I asked if Wood's 600 gasps was a typo and was assured it was not.
Quoted in the release is the former governor of Texas, Mark White, co-chair of The Constitution Project's Death Penalty Committee:
"This was the fourth reported botched execution of the year. And in each one of these cases, the government has concealed vital information concerning the source, safety, and efficacy of the drugs to be used in the execution, refused to reveal information concerning the training and skill of the personnel involved in carrying out the execution, while also using drugs never before used to kill humans.

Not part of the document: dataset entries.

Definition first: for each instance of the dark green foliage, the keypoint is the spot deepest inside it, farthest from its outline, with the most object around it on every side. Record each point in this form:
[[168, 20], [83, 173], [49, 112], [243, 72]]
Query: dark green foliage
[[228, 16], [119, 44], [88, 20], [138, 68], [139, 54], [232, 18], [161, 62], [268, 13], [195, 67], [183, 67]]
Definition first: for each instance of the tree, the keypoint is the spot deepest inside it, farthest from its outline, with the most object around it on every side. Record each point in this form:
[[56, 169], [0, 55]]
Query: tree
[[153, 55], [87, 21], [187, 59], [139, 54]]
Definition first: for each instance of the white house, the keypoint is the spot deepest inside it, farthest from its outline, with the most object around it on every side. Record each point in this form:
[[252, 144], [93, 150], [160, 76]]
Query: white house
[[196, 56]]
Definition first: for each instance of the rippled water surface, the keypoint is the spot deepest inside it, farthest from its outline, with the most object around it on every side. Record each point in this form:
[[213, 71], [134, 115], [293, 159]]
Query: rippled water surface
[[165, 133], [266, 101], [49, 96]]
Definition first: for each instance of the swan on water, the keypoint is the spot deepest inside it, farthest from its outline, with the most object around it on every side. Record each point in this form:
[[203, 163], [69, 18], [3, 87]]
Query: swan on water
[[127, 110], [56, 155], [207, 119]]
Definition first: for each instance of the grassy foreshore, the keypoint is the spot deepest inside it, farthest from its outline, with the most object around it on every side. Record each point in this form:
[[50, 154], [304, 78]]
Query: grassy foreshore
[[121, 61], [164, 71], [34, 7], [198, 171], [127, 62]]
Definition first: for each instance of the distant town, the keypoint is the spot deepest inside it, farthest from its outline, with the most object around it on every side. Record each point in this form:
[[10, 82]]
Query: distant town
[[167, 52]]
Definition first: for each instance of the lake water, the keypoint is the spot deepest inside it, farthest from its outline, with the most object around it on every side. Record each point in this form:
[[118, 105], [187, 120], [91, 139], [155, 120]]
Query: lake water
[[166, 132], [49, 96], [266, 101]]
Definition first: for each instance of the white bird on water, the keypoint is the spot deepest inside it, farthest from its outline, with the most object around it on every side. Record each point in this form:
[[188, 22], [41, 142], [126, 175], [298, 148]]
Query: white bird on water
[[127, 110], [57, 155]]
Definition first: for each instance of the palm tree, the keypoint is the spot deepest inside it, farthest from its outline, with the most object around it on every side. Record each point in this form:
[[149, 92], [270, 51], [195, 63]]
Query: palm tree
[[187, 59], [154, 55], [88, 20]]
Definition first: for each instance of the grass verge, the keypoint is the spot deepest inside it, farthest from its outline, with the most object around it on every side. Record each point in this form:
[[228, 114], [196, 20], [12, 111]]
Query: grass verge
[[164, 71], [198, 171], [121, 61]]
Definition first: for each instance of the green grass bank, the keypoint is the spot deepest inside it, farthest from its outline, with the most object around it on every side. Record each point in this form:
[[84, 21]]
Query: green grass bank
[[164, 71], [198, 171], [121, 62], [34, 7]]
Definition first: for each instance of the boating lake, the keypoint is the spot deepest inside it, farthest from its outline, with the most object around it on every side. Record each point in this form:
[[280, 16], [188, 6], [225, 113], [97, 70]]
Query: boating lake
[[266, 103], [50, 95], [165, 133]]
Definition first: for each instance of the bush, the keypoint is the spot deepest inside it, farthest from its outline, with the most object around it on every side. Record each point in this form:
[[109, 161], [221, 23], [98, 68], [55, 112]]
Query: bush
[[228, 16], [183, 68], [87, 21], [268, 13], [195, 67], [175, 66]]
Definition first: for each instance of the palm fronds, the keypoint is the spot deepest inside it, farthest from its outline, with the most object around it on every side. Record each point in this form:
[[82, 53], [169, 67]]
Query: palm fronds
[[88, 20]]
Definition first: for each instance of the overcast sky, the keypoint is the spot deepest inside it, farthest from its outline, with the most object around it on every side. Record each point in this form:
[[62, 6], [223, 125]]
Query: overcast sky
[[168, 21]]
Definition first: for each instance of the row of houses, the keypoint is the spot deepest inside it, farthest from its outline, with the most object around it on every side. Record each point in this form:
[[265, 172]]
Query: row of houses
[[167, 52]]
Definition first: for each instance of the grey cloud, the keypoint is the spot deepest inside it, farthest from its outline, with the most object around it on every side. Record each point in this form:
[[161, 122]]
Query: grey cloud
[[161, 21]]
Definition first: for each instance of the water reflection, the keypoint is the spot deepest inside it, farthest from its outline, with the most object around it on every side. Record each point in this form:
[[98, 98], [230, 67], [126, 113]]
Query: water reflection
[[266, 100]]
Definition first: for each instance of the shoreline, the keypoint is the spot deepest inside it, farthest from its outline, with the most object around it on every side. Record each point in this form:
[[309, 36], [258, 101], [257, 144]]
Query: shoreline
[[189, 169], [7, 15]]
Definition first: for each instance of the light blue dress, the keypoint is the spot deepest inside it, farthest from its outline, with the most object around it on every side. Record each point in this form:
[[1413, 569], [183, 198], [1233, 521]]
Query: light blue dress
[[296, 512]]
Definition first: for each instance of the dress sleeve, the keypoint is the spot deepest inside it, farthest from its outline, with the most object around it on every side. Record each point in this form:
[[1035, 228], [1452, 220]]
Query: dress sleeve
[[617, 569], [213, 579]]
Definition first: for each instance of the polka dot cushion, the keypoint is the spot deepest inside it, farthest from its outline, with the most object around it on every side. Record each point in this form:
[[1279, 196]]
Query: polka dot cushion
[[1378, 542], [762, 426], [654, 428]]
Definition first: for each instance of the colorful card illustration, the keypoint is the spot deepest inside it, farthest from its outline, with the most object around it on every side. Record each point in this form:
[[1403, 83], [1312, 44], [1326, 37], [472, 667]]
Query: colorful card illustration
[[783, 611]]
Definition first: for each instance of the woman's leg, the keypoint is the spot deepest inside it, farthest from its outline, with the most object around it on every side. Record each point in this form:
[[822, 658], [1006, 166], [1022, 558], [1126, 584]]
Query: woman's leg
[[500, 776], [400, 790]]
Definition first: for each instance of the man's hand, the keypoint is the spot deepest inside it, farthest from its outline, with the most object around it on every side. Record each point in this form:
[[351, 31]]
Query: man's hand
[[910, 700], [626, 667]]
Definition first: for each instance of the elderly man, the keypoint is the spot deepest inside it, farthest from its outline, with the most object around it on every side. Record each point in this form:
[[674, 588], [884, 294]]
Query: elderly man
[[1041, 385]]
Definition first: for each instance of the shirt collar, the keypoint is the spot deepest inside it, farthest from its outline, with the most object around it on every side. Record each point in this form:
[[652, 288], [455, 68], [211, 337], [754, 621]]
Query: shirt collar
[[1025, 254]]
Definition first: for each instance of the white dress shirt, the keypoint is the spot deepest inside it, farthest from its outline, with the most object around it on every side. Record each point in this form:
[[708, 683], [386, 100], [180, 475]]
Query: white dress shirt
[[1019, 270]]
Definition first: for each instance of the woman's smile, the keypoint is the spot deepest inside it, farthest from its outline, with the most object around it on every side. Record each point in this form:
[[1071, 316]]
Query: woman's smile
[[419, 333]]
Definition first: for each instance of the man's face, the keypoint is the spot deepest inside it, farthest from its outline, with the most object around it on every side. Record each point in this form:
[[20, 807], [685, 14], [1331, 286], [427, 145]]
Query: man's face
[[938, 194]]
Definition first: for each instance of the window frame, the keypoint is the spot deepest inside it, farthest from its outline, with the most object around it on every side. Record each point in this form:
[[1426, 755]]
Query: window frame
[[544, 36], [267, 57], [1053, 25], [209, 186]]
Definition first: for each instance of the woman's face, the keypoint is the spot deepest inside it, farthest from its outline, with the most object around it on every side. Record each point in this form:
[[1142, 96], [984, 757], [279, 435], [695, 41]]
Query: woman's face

Meanwhile, the courts continue to look the other way."
Keep in mind: "Using drugs never before used to kill humans."
But an execution in Kentucky that I'd previously reported on used a way of killing that many states have adopted: lethal injection.
In "Sanitizing The Death Penalty" (May 7, 2008), I wrote: "The U.S. Supreme Court -- by a walloping 7-to-2 majority in Baze v. Rees -- declared constitutional Kentucky's method of death penalty by lethal injection -- a combination of three toxic chemicals used as a method of execution in 35 states."
And dig this:
"As Justice John Paul Stevens noted disquietly, one of the three terminating chemicals paralyzes the unsedated prisoner, who is conscious but unable to move, breathe or utter his last cry."
I described Chief Justice John Roberts' main opinion as written "with language as bland as if he were ruling on an intellectual property case." In it, he wrote:
"Some risk of pain is inherent in any method of execution -- no matter how humane."
Humane? "Unable to move, breathe or utter his last cry"?
Furthermore, Roberts argued: "Simply because an execution method may result in pain, either by accident or as an inescapable consequence of death, does not establish the sort of 'objectively intolerable risk of harm' that qualifies as cruel and unusual (under the Eighth Amendment)."
Coming to a conclusion directly opposite that of the chief justice, Justice Stevens, citing Justice Byron White, said that after 33 years on the court, "I have relied on my own experience in reaching the conclusion that the imposition of the death penalty represents 'the pointless and needless extinction of life with only marginal contributions to any discernible social or public purposes.
"'A penalty with such negligible returns to the state (is) patently excessive and cruel and unusual punishment violative of the Eighth Amendment.'"
Nonetheless, Justice Stevens agreed with the chief justice and voted with the majority.
Yet so long as this nation continues to execute human beings, there is a small but growing movement across party lines to at least bring the Eighth Amendment back to life in these cases.
The Constitution Project has published a well-bound, 165-page, deeply documented report, "Irreversible Error: Recommended Reforms for Preventing and Correcting Errors in the Administration of Capital Punishment." (To obtain a free copy of "Irreversible Error," go to constitutionproject.org.)
I have a copy and am continually learning from it, ranging from such chapters as "Ensuring Effective Counsel" to "State-by-State Execution Procedures."
I expect that across the nation, reporters, assignment editors and other participants in print and digital media will be interested in this report -- along with concerned citizens.
Maybe even one or two 2016 presidential candidates will be interested -- or am I being overly optimistic?
Defendants in death penalty cases certainly will be profoundly interested.